I missed the class where you announced that there were only going to be 10 quizzes. However, when asking people about this I can't get a solid answer on how this works. Apparently there is a lot of confusion about this. Can you explain?
Also, once we have pass the quiz on a unit, is it ok to look at the
alternate quizzes?
eaf:
There are 11 units, each with exercises and quizes. However, because of
all that the No. VA class is learning about distance learning and
video conferencing, I am giving 10 points bonus there.
Regarding alternate quizes, yes, you are encouraged to look at all versions for an unit once you have passed one version.
A question about the expansion of the acronym MST. On page 248 MST
is expanded to maximum spanning tree and on page 432 it is expanded to
minimal spanning tree. There is also a reference on page 257 (para. 2,
line 4) to maximal spanning tree and on page 419 in the abstract to minimal
spanning tree. What gives?
eaf:
MST can refer to either minimal or maximal spanning tree. We want either
the smallest or largest value to decide, and since sometimes we work with
distances and other times with similarities, the comparison will vary.
Thus, we have a minimal ST if we focus on distances, and a maximal ST
if we focus on similarities.
In general we want the best tree --- that is what you should remember.
I was wondering if you
could point me to a source which lays out the differences between all of the
compression formats such as: JPEG, MPEG, GIF, TIFF, etc.
I don't need the kind of
detail found in the Wallace paper but if you know of a good Web source which
describes these differences I would appreciate it if you could pass it along.
eaf:
See the basic overview starting at
http://ei.cs.vt.edu/~mm/s95/sspace/CS2984_MM_Links_669.html
or some of the following specifics:
... information about search engines.
I've had the opportunity to look at the
marketing material provided by a couple vendors (e.g., FreeWAIS, ConQuest,
Topic) and I've visisted the web site at the University of Colorado
to look at their Harvest material. While this is useful material, I
am interested in looking into the concepts on which these products are
based. A survey of search article, for example that looks at the strengths
and weaknesses of various searching schemes would be most interesting.
I'm also interested in the finding out more about the use of intelligent
agents in searching.
eaf: The online sources are actually a good way to start.
FreeWAIS is a standard vector system with the addition of handling Z39.50, a propocol for client-server IR. The WAIS version of that protocol makes use of the notion of a collection of files to describe each information source, which is first searched.
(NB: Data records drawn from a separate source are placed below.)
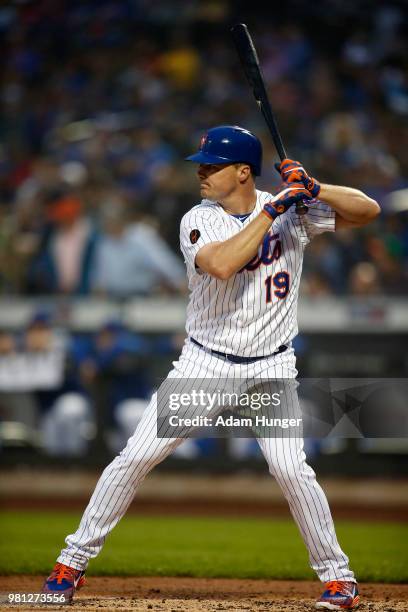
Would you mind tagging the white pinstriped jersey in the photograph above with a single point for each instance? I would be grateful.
(255, 311)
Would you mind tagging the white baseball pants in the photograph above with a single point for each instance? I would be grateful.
(121, 479)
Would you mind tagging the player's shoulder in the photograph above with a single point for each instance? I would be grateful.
(205, 210)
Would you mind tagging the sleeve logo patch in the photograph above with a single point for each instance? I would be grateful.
(194, 236)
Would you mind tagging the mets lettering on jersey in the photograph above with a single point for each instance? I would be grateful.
(255, 311)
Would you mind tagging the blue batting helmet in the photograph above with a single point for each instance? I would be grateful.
(228, 144)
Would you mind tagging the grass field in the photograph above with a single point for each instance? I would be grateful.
(202, 547)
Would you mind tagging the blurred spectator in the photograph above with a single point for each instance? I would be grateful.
(364, 279)
(115, 108)
(132, 258)
(63, 262)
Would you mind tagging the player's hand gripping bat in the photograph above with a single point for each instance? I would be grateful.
(250, 63)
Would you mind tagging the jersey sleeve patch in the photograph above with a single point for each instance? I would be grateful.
(199, 226)
(194, 236)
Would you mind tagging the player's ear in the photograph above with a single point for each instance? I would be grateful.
(244, 172)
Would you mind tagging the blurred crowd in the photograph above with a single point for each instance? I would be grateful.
(102, 100)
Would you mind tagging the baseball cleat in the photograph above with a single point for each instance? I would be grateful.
(64, 580)
(339, 595)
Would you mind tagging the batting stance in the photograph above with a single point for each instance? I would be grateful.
(243, 249)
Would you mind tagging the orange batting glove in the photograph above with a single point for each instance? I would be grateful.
(293, 172)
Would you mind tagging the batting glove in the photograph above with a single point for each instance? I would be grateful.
(293, 172)
(282, 201)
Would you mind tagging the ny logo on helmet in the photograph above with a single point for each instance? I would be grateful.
(203, 140)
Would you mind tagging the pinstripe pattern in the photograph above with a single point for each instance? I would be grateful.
(233, 317)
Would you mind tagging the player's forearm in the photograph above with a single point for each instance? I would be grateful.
(223, 259)
(351, 204)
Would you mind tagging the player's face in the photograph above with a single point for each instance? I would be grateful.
(218, 181)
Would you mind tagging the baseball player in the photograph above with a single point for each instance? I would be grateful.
(243, 250)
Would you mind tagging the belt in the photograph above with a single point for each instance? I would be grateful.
(237, 358)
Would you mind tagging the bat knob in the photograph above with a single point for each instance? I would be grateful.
(301, 208)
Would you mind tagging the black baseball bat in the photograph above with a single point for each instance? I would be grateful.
(250, 63)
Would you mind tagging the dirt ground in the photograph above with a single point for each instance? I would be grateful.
(202, 594)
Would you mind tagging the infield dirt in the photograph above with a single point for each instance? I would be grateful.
(202, 594)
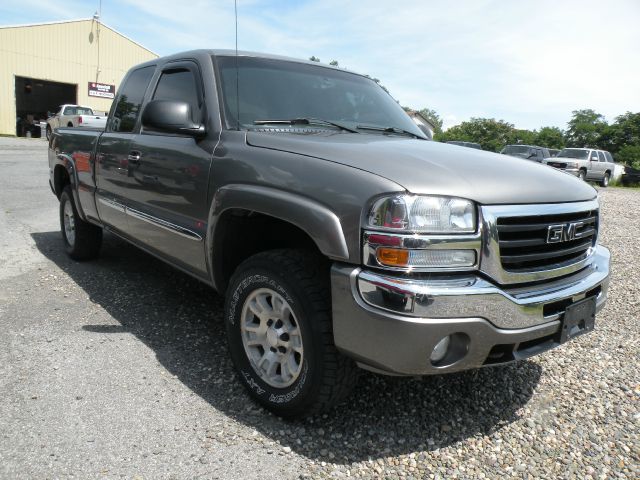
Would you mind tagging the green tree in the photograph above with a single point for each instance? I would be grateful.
(624, 131)
(433, 117)
(490, 133)
(630, 155)
(585, 128)
(550, 137)
(523, 136)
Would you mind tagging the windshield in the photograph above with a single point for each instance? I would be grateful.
(283, 90)
(77, 111)
(516, 150)
(574, 153)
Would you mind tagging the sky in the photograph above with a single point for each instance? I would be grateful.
(530, 63)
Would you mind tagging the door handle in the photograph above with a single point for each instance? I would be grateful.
(134, 157)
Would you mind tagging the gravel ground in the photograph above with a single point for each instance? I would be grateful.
(119, 368)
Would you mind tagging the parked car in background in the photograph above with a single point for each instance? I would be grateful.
(75, 116)
(465, 144)
(585, 163)
(528, 152)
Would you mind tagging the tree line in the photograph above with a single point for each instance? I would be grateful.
(587, 128)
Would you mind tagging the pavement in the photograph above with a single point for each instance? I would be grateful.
(118, 368)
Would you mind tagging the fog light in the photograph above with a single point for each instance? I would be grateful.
(440, 350)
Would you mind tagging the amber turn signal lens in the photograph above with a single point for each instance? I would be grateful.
(393, 257)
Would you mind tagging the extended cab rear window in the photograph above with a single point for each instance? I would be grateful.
(130, 98)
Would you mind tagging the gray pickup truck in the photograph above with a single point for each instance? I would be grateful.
(339, 236)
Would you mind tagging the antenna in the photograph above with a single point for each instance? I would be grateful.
(97, 17)
(235, 5)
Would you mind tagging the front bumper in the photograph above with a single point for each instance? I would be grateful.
(392, 324)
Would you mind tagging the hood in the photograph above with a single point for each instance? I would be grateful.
(427, 167)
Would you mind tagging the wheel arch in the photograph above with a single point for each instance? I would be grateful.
(64, 173)
(282, 220)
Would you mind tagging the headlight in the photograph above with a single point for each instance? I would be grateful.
(423, 214)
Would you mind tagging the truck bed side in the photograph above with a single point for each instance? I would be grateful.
(72, 156)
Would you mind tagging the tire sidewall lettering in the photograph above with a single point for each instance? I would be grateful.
(248, 375)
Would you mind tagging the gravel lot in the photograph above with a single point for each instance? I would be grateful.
(118, 368)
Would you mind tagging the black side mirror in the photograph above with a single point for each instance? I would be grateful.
(171, 116)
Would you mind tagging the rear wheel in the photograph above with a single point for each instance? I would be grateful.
(279, 329)
(82, 240)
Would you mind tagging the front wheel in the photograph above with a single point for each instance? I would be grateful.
(82, 240)
(279, 330)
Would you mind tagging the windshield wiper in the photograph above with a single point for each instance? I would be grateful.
(400, 131)
(305, 121)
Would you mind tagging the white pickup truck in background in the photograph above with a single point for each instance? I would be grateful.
(75, 116)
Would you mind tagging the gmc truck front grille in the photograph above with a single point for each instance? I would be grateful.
(536, 242)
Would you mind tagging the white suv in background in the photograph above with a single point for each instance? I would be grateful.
(584, 163)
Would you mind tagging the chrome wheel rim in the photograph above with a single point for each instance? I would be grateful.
(69, 223)
(271, 338)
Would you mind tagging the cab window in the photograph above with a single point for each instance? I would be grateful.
(180, 84)
(130, 99)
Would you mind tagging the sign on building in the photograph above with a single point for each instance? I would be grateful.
(102, 90)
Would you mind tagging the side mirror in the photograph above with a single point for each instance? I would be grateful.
(171, 116)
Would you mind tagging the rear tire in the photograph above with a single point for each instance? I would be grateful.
(82, 240)
(280, 335)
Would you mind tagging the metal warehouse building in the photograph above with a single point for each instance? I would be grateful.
(43, 66)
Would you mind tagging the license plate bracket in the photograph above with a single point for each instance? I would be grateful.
(579, 318)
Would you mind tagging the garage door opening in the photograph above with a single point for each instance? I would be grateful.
(37, 99)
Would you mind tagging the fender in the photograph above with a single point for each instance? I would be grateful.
(318, 221)
(69, 165)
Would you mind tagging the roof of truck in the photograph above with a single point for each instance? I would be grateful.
(244, 53)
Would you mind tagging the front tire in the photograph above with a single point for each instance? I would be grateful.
(279, 330)
(82, 240)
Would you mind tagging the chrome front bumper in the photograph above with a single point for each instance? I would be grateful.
(391, 324)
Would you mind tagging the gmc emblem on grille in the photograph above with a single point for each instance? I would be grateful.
(564, 232)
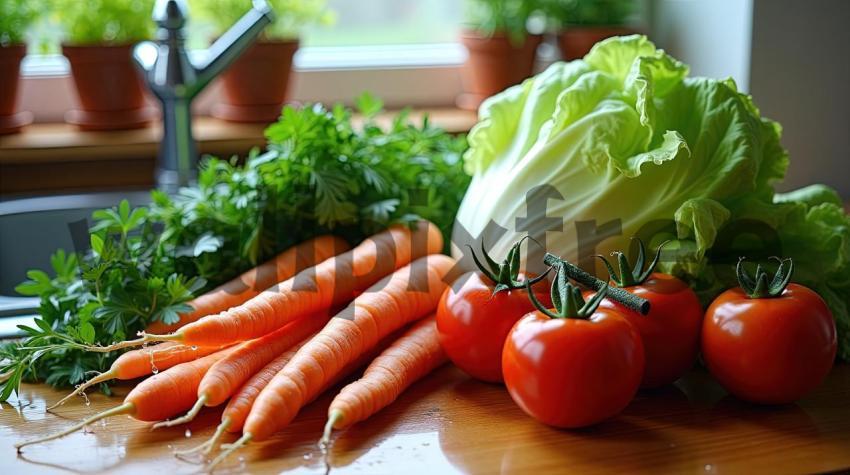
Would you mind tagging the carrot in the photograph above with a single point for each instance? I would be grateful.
(228, 374)
(334, 281)
(237, 408)
(402, 297)
(162, 395)
(142, 362)
(246, 286)
(408, 359)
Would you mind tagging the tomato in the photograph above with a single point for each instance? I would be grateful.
(769, 350)
(573, 372)
(671, 330)
(473, 323)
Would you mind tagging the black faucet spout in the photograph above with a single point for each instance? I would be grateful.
(175, 79)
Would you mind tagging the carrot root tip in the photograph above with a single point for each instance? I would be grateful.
(105, 376)
(193, 412)
(126, 408)
(228, 449)
(334, 418)
(207, 447)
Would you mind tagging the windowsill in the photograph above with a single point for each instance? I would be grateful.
(56, 157)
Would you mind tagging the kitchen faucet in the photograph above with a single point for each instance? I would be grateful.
(175, 79)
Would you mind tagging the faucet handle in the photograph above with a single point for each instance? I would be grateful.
(261, 6)
(170, 14)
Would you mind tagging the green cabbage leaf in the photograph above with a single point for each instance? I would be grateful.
(624, 143)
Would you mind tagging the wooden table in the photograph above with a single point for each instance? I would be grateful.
(449, 423)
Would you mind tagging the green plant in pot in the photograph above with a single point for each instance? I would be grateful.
(16, 16)
(99, 38)
(254, 87)
(583, 23)
(501, 50)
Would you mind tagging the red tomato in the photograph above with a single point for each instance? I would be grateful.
(473, 323)
(769, 350)
(572, 372)
(670, 331)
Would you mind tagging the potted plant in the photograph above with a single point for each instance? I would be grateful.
(501, 50)
(16, 17)
(583, 23)
(99, 37)
(254, 87)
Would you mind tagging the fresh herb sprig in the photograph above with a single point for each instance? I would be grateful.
(319, 174)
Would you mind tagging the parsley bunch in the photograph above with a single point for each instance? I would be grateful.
(319, 174)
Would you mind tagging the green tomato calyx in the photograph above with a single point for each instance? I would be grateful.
(506, 274)
(629, 275)
(566, 298)
(759, 286)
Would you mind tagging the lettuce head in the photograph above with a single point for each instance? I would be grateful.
(622, 143)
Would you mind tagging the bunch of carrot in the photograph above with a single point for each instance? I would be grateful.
(271, 352)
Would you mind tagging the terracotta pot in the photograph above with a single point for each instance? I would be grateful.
(10, 64)
(494, 64)
(576, 41)
(109, 87)
(254, 87)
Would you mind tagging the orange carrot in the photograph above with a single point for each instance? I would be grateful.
(249, 284)
(334, 281)
(142, 362)
(228, 374)
(408, 359)
(402, 297)
(162, 395)
(237, 408)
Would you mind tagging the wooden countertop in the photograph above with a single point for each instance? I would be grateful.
(448, 423)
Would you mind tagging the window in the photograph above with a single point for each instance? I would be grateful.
(389, 22)
(405, 51)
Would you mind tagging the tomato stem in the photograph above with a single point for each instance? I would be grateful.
(506, 274)
(629, 275)
(759, 286)
(566, 298)
(627, 299)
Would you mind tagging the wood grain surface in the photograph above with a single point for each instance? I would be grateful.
(448, 423)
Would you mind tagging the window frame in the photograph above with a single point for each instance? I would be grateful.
(418, 75)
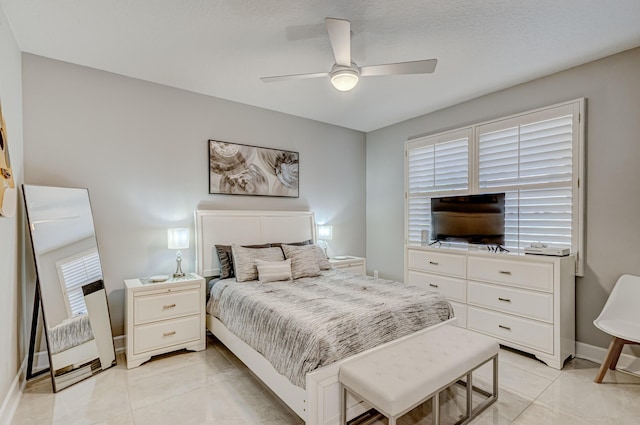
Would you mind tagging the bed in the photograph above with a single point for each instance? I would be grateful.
(315, 398)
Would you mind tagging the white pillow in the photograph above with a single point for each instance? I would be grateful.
(273, 271)
(304, 260)
(244, 260)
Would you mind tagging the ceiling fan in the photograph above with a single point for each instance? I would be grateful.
(344, 74)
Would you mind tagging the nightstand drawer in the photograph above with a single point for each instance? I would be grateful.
(166, 305)
(516, 273)
(526, 332)
(535, 305)
(450, 287)
(437, 262)
(165, 334)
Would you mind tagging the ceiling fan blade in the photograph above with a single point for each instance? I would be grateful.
(293, 77)
(340, 36)
(416, 67)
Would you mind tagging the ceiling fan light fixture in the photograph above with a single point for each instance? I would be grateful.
(345, 79)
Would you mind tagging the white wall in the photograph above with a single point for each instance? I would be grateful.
(12, 300)
(612, 88)
(141, 150)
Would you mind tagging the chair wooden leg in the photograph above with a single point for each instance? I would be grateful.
(616, 355)
(611, 359)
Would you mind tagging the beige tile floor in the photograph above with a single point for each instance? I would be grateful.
(213, 387)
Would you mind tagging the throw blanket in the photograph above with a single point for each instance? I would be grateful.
(308, 323)
(70, 333)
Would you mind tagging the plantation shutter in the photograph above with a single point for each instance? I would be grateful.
(435, 165)
(74, 273)
(531, 158)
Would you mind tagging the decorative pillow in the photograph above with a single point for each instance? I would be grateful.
(226, 259)
(323, 262)
(273, 271)
(307, 242)
(304, 260)
(244, 260)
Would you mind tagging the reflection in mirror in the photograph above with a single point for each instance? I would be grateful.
(74, 301)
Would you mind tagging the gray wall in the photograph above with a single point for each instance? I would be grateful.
(612, 88)
(12, 301)
(141, 150)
Then, the collection of files for selected information sources are searched. Feedback occurs by adding in relevant documents to the search.
TOPIC is discussed a bit in the course notes. It evolved out of RUBRIC, which was presented at the 1986 IEEE Expert Systems in Government Conference by Tong et al. and also by that group at SIGIR'87.
ConQuest is like these other systems, but also uses proximity of occurrence to help with ranking. I know how it works, but am not sure what has been published.
Writing a good review would be an interesting exercise or M.S. project. I don't know of any that exists, though there may be.
For the last three units it states that the course notes for those lectures are on the KMS system. Is there any way to access these notes through some viewer without using KMS?
The system I use at home doesn't support X-window applications (which I got the impression that you needed in order to run KMS).
Is there any way these notes could be made available through
regular WWW access? Or are they already accessible through WWW
and regular Web browsers, but I just don't know how to access them?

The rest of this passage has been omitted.